For the four corners to be valid for the domain model, it must be a convex quadrilateral. Therefore, concave and "bow-tie" quadrilaterals are not valid for the domain model. See this article for illustration.
However, recently the UX team tells me that the application should not stop the user from using a concave or bow-tie quadrilateral. Their reason is that:
- Users may not be able to understand the error message that will be shown to them.
- Any error message or constraints that prevent user from proceeding to see the result will induce a negative emotion in the user. The app's current design philosophy is to minimize such sources of negative reaction.
Initially I am surprised by this request because:
- It is a mathematically impossible operation to try to rectify an image with a concave quadrilateral. It is comparable to asking a spreadsheet to perform a division-by-zero and still give a meaningful output.
- The underlying backend performs validation according to the domain model, therefore it is not something that can be workaround (bypassed).
Upon reflecting, I noticed that the request arises because the UX design is based on a different user mental model: a rubber-band on a peg board. See this page for illustration.
There are a number of discrepancies between these two models:
- Convex quadrilateral
- Valid in both models
- Concave quadrilateral
- Valid as a rubber-band;
- Not valid for the image rectification domain model.
- Triangle, Pentagon, or polygon with any number of sides
- Valid as a rubber-band;
- Not valid for the image rectification domain model.
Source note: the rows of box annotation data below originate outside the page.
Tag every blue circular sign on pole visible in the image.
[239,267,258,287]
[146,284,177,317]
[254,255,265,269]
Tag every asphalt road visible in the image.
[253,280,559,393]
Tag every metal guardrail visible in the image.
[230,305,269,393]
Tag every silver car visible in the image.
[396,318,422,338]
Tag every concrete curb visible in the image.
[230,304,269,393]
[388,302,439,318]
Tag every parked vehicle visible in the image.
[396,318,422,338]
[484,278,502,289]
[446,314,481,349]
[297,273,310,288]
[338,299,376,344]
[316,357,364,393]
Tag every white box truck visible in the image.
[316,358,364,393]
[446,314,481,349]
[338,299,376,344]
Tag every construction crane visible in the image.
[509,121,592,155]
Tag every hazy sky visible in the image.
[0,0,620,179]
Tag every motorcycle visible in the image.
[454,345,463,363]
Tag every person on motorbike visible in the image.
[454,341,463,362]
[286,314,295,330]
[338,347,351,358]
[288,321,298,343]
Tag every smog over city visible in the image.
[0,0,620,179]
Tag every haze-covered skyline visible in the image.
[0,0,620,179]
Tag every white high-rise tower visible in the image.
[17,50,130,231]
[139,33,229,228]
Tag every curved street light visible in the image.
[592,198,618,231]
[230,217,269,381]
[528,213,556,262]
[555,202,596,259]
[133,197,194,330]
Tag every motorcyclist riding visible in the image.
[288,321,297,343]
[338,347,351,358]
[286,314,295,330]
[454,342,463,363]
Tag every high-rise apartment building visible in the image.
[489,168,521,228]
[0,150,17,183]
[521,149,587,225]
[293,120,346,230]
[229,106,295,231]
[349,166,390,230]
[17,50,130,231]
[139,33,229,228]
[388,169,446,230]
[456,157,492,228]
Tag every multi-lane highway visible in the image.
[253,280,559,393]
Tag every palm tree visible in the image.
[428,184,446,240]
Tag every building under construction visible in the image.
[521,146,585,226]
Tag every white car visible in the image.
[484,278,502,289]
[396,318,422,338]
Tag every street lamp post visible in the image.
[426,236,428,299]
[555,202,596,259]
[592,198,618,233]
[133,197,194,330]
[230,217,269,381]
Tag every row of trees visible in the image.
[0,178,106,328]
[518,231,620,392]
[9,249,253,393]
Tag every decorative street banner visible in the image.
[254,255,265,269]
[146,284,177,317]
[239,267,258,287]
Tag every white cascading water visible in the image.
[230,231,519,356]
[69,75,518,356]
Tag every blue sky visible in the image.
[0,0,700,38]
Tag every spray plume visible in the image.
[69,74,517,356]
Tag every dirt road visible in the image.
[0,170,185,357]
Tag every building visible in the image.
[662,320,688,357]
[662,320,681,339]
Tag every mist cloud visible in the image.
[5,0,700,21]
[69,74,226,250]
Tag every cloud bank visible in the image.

- A convex quadrilateral with some corners outside the image
- Not valid as a rubber-band on a peg board;
- Valid as an image rectification domain model
The mobile app is designed for general public, therefore I cannot make assumptions about the user's mathematical knowledge. Therefore, it makes sense to use the simplest mental model that is widely understood by general users.
However, it is impossible to produce a valid output because of the backend (domain validation) requirements. The UX is adamant about avoiding negativities in the app design. Are there any solutions?
Related readings
I did some online search and found this article about the trends in data validation. It raises some points that modern UI designers must consider, in a way that departs from the traditional viewpoint which holds the domain validation as gold standard.
Here's my understanding from this article:
- First and foremost, anything that doesn't proceed smoothly will cause frustration (negative emotion).
- The user may ignore, or dismiss too quickly, or poorly comprehend any error messages that will be shown to them.
- Even if the user understands that there is an error, the user may not know what corrective action needs to be taken.
- For online forms, navigating between the invalid fields throughout a long page will be overwhelming for the user. (This does not apply to my situation; I'm just mentioning it for completeness.)